Mais un matin d'automne, je croise Monsieur Borel qui peine à cacher ses larmes derrière un furtif « Bonjour » tout en poursuivant sa pénible mission. Une caresse à mon ami le gentil cheval, et j'entre dans mon QG matinal. Le quotidien local déposé sur chaque table titre à la Une : « Coco fait aujourd'hui sa dernière tournée ». Une décision du directeur administratif de la brasserie de faire coïncider la retraite de Monsieur Borel avec l'achat d'un camion, automobile celui-là. Ce matin-là, en quelques minutes la population entière des « petit déjeuneurs de bistrots » est en émoi, frappée d'une immense tristesse. Tout le monde imagine le destin de Coco …

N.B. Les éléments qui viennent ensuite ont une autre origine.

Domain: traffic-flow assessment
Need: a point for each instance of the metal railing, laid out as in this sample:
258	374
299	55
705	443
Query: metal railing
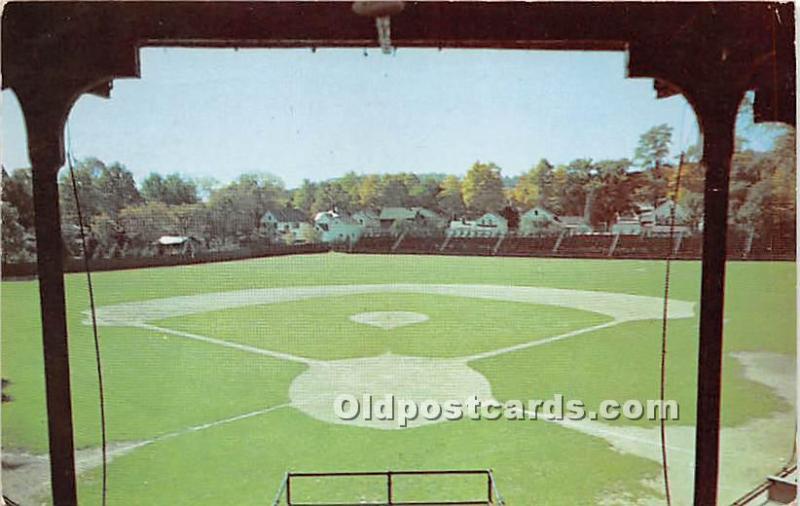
492	498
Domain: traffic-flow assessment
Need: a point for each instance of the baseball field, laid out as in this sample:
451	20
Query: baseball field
221	377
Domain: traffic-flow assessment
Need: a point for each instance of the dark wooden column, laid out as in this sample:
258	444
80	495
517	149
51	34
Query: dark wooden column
44	116
717	114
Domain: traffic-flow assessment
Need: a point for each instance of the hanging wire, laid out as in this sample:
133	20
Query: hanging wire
97	355
664	328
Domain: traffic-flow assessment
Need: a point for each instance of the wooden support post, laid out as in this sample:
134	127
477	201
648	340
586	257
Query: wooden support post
45	146
718	122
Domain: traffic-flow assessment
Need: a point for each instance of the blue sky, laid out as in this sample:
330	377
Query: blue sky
302	114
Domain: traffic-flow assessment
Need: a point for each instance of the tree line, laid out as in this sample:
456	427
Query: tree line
125	218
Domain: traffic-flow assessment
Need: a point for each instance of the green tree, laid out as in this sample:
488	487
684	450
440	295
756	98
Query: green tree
13	235
393	191
653	148
368	191
17	190
303	197
423	193
526	193
173	189
449	200
612	191
116	185
483	188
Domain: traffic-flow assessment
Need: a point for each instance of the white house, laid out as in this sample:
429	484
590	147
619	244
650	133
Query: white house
368	219
538	220
490	224
663	213
575	225
627	225
288	224
393	217
335	227
177	245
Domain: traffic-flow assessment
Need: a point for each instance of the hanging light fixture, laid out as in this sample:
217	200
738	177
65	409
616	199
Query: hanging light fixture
382	12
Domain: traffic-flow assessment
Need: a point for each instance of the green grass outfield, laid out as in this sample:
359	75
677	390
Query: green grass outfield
158	385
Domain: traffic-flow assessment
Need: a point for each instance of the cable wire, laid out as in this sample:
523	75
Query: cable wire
664	328
97	355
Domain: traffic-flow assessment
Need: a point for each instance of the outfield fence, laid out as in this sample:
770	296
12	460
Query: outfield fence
597	246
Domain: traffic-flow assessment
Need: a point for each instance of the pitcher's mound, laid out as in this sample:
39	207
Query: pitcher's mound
388	320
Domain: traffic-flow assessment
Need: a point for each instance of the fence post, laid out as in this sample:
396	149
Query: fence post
390	499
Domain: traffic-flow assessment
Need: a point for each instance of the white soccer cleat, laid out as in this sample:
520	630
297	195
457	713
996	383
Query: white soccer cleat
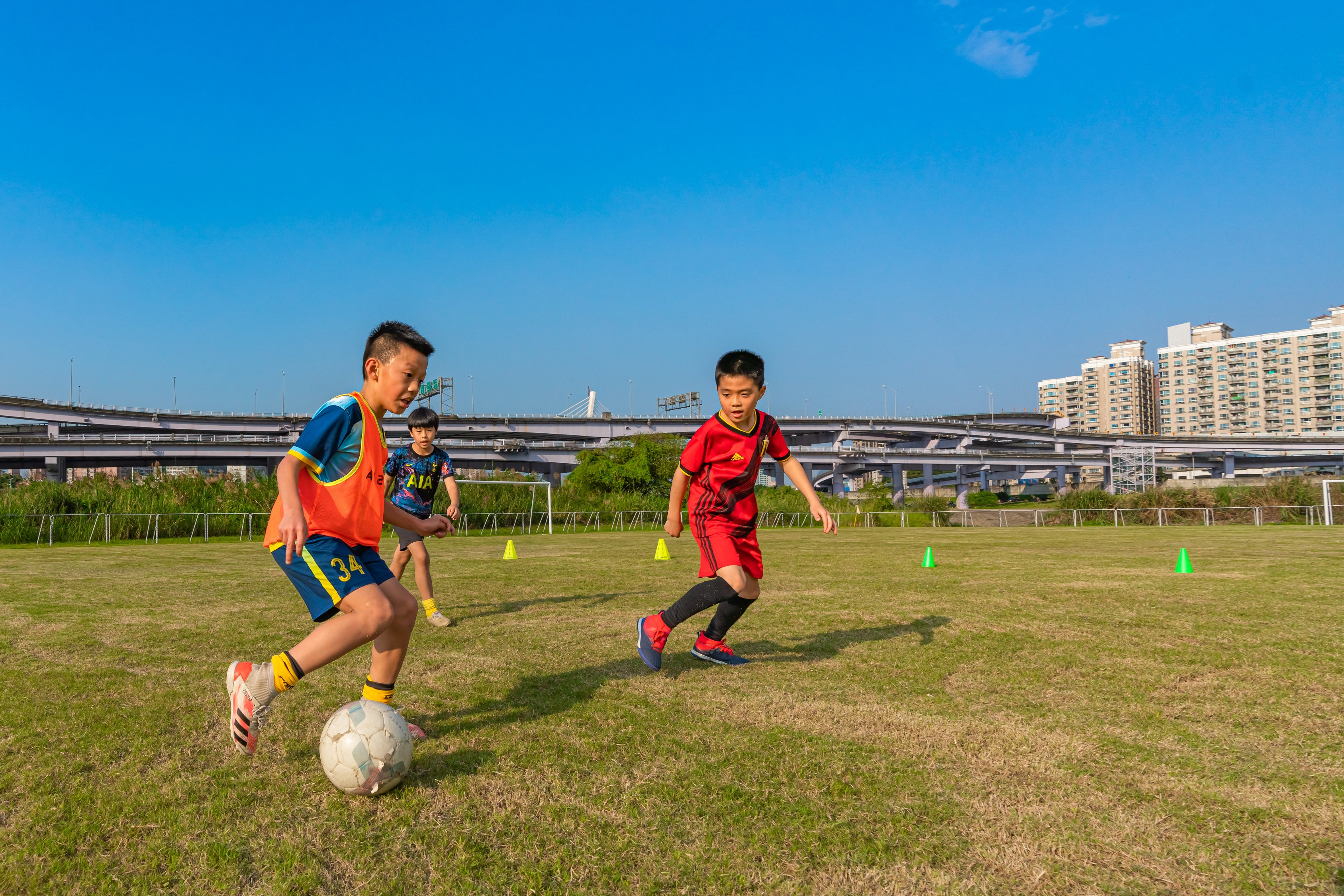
245	716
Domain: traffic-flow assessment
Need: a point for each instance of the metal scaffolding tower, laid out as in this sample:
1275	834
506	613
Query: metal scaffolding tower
1133	469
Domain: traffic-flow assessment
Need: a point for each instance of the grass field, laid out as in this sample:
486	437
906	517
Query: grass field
1048	712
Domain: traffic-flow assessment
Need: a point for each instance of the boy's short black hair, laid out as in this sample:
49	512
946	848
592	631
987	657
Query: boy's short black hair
741	363
423	418
388	339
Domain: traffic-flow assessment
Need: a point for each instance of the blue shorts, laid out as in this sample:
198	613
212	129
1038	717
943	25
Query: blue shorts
328	570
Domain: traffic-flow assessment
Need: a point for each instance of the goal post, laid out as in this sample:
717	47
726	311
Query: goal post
550	528
1327	510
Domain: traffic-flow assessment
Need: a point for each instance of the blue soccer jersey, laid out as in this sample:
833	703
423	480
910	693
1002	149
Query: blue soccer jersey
331	442
417	479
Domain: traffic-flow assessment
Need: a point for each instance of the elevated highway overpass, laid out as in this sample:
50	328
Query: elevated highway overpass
960	449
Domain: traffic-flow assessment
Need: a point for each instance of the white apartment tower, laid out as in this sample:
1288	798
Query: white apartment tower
1113	394
1289	383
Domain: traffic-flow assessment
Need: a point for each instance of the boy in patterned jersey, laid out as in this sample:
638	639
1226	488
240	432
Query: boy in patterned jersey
324	532
719	465
416	471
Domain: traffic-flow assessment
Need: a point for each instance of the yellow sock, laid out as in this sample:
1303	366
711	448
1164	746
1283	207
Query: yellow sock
285	671
380	692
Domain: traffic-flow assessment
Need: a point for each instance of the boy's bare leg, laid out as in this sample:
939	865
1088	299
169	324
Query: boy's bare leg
384	614
425	585
743	582
390	647
366	616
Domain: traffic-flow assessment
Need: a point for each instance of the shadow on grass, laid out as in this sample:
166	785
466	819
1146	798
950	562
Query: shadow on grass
460	763
539	696
514	606
829	644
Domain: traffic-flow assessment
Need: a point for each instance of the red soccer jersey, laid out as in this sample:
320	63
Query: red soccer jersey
723	463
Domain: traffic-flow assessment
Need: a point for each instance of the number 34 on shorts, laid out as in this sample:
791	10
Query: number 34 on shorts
328	570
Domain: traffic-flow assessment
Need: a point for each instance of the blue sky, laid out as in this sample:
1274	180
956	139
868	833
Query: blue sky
940	197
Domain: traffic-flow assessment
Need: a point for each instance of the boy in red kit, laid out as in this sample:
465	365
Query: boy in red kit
719	465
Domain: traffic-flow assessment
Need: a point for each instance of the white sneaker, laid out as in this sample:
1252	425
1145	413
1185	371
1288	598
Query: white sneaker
245	716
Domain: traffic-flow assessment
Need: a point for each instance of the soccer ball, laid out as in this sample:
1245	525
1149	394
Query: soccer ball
366	749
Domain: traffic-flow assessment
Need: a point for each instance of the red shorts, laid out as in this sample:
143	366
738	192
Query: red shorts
721	550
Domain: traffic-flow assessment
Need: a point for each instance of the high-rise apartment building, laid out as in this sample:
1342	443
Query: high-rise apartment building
1289	383
1113	394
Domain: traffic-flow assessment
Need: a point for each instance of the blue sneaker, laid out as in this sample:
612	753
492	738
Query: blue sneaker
717	652
652	633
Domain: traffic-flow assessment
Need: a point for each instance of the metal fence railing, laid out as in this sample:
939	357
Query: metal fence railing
35	528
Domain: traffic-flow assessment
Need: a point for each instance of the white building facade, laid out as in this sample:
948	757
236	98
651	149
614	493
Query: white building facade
1113	394
1288	383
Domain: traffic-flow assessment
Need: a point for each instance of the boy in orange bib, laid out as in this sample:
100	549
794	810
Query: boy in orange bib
324	531
719	465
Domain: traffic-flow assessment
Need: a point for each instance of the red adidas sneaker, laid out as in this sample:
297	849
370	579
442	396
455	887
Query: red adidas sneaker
245	716
652	633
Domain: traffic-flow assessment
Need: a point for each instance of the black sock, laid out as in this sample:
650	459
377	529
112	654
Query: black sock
702	597
728	613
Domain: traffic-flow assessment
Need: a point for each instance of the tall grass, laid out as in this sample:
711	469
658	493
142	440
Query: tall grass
25	507
191	495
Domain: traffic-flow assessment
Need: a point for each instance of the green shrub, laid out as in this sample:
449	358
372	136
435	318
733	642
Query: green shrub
639	465
983	500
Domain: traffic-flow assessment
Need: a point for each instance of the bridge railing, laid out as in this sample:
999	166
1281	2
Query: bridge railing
151	528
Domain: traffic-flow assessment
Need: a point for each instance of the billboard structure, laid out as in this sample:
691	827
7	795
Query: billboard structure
686	401
439	386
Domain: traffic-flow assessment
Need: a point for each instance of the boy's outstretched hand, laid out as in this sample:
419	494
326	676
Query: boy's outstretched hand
294	532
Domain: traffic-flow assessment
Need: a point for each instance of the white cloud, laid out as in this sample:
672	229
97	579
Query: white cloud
999	51
1005	53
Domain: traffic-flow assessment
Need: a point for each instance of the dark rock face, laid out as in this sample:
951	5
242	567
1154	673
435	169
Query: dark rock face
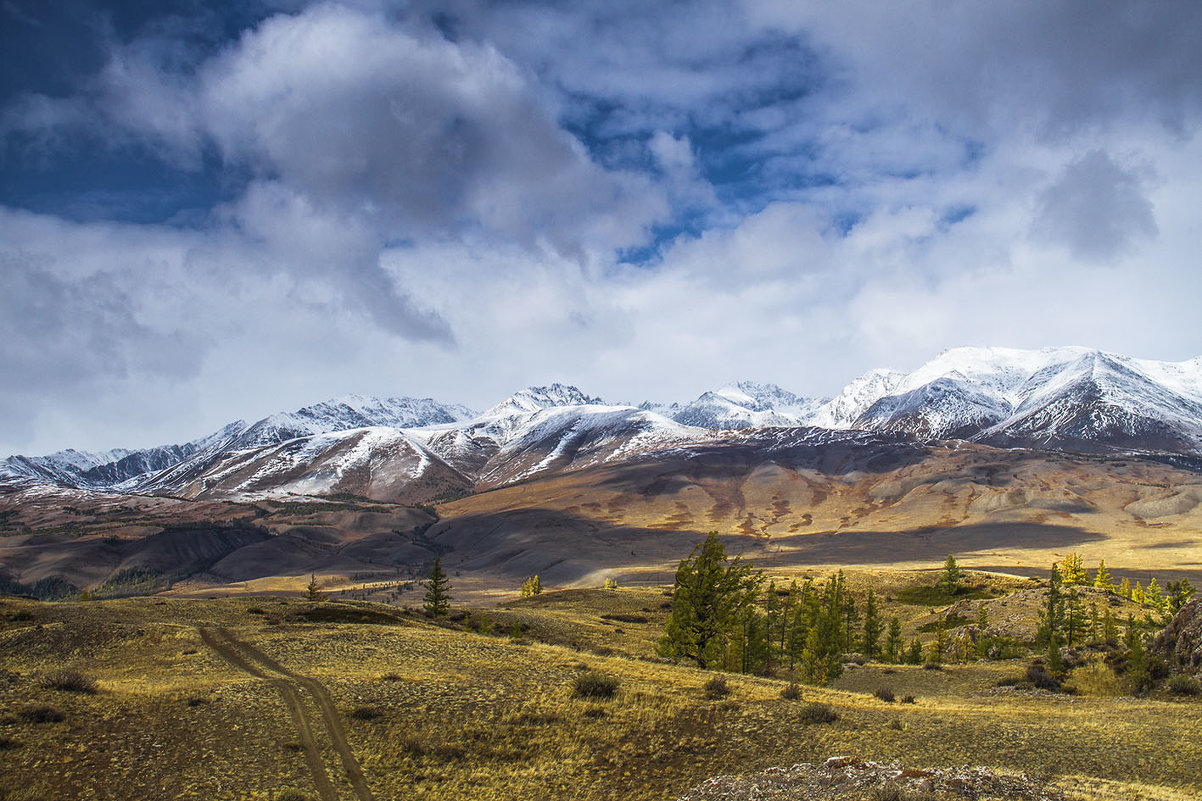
1180	642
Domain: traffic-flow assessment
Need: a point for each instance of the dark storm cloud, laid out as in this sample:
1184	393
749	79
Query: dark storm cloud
1095	208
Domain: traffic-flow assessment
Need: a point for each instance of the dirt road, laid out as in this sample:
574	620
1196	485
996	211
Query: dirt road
251	660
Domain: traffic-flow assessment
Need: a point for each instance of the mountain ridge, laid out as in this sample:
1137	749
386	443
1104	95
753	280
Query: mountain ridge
1073	398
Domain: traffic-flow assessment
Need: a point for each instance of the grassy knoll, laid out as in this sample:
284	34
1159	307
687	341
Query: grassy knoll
434	712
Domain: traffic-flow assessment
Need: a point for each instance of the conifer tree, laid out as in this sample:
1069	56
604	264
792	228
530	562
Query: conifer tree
438	591
950	579
708	600
1052	615
873	627
893	644
1073	617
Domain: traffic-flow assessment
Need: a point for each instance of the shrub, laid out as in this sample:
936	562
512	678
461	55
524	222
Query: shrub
366	713
594	684
716	688
70	681
1182	684
41	715
817	712
1040	677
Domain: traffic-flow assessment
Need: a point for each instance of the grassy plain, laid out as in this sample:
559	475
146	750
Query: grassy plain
436	712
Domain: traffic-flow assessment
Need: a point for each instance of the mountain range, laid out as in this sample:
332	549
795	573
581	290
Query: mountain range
412	450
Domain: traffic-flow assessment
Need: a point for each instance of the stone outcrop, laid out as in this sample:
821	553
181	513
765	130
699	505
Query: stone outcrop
1180	642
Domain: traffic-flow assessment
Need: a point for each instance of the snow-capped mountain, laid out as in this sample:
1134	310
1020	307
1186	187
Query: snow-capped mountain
747	404
406	449
1069	398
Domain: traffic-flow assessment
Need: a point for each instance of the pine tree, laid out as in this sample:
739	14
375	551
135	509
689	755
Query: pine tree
708	599
438	586
893	644
1052	615
1073	617
950	579
873	627
939	645
313	592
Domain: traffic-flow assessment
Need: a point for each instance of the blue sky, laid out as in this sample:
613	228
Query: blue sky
216	211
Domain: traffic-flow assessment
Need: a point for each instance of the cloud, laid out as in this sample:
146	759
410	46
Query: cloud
1095	208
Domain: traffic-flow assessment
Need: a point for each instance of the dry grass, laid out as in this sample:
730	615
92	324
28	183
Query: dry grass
468	716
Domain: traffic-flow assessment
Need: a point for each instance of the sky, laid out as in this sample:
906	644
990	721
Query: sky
212	212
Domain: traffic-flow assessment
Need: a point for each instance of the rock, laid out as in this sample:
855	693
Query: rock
1180	642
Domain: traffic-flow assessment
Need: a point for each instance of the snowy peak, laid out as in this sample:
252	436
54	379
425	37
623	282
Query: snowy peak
351	411
745	404
535	398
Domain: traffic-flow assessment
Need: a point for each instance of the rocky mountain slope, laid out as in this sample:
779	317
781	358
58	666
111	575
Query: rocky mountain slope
412	450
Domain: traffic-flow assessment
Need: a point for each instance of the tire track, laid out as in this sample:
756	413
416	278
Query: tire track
329	715
296	710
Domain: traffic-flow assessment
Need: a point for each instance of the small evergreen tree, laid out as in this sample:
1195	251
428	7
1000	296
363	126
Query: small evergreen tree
708	599
438	591
313	592
873	627
950	579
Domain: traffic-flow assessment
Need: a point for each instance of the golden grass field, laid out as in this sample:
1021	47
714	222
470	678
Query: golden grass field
434	712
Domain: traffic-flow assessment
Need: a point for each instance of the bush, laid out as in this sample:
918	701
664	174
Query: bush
41	715
594	684
366	713
716	688
1040	677
1182	684
817	712
70	681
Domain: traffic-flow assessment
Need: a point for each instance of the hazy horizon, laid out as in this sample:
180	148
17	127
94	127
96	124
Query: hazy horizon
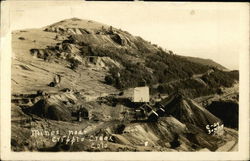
205	32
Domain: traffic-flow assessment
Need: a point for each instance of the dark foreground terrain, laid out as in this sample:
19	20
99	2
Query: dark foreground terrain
71	91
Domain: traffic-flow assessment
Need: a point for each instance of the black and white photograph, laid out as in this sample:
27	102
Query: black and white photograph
126	77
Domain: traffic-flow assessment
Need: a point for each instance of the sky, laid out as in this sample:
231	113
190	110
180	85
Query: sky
199	30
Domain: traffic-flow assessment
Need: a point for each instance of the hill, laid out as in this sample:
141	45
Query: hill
207	62
71	76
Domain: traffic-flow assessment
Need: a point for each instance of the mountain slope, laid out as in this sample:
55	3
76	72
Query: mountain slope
95	62
208	62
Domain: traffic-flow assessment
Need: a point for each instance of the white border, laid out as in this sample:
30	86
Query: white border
242	154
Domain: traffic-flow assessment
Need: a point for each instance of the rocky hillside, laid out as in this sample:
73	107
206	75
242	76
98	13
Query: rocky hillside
69	81
207	62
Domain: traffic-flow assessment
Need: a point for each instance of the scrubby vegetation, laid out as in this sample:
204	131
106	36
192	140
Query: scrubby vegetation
142	61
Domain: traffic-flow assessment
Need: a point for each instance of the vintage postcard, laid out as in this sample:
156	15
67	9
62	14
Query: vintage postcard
124	80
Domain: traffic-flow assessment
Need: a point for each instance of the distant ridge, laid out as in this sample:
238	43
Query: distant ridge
208	62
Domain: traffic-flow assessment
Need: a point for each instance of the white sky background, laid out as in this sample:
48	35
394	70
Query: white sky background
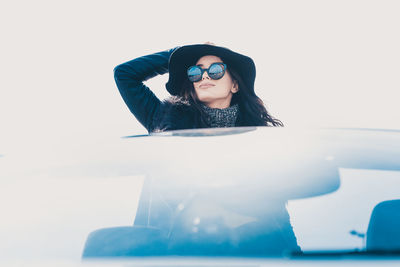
319	63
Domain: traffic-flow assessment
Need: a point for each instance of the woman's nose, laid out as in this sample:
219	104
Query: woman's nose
205	75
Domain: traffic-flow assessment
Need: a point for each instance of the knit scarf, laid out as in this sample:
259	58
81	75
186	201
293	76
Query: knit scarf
225	117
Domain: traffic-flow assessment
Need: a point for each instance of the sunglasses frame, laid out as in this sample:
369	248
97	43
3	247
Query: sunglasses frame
207	70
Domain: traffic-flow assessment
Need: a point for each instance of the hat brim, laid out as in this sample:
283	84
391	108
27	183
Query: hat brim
186	56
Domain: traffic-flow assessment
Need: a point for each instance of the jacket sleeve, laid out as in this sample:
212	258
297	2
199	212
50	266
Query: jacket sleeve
129	77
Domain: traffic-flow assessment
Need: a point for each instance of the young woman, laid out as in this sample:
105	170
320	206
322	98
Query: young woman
211	86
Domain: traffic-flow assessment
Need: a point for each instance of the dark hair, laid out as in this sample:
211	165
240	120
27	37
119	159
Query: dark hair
252	109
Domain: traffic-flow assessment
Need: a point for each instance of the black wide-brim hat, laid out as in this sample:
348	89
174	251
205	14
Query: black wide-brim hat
185	56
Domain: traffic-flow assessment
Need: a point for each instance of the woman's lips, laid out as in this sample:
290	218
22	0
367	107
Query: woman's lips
206	85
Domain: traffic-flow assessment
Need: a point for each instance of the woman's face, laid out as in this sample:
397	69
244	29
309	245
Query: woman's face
214	93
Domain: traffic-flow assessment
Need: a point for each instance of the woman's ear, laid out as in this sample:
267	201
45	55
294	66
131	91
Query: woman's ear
235	87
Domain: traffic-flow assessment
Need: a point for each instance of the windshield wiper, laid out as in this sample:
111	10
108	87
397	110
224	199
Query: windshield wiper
347	253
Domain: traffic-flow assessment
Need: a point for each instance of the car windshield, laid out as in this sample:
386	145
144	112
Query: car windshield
278	192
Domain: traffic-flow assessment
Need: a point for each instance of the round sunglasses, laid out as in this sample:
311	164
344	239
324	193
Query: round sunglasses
216	71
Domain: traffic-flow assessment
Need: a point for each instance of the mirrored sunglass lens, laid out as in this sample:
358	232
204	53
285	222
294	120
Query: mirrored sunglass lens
216	71
194	74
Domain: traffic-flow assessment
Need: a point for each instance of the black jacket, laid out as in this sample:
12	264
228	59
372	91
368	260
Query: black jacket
155	115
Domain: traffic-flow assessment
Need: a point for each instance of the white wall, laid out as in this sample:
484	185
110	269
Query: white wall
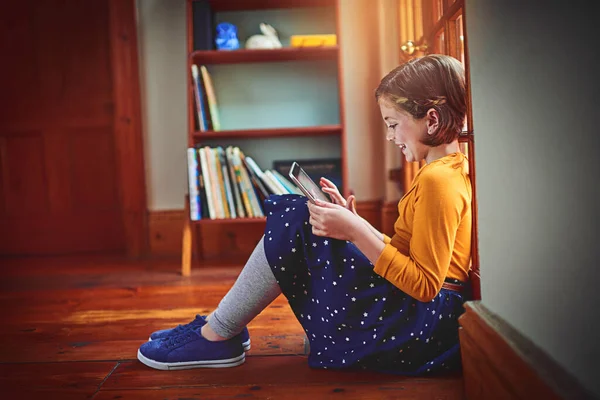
162	52
162	47
538	165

C'est alors qu'informé de cette triste échéance à son arrivée au bureau, le propriétaire de la brasserie – et fils de son fondateur – saute dans sa voiture et se précipite, ivre de rage, au hasard des rues pour trouver l'attelage dans sa tournée. Une course folle dans toute la ville pour aller rassurer M. Borel sur le sort de son compagnon qui jouira d'une belle retraite dans un endroit magnifique, en compagnie d'autres chevaux de son âge. Un perspective qui, à l'évidence, n'avait jamais fait l'objet de la moindre préoccupation du besogneux technocrate. Personne ne connaît le traitement qu'a dû subir cet individu au retour de son patron, mais la bonne nouvelle s'est rependue avec la vitesse de l'éclair dans toutes les gargotes de l'agglomération.

Je n'ai revu Coco qu'une seule fois, tout au bord son pré, proche de sa nouvelle résidence attenante à une ferme dotée d'une accueillante et minuscule cuisine familiale accessible aux randonneurs. Un lieu où, jadis, dans mon enfance, j'avais encore pu observer, un traditionnel jeu de quilles de bois – avec renquilleur et mouilleur de pont– sous un abri couvert de tuiles. Une ressouvenance de quelques paisibles dimanches d'été.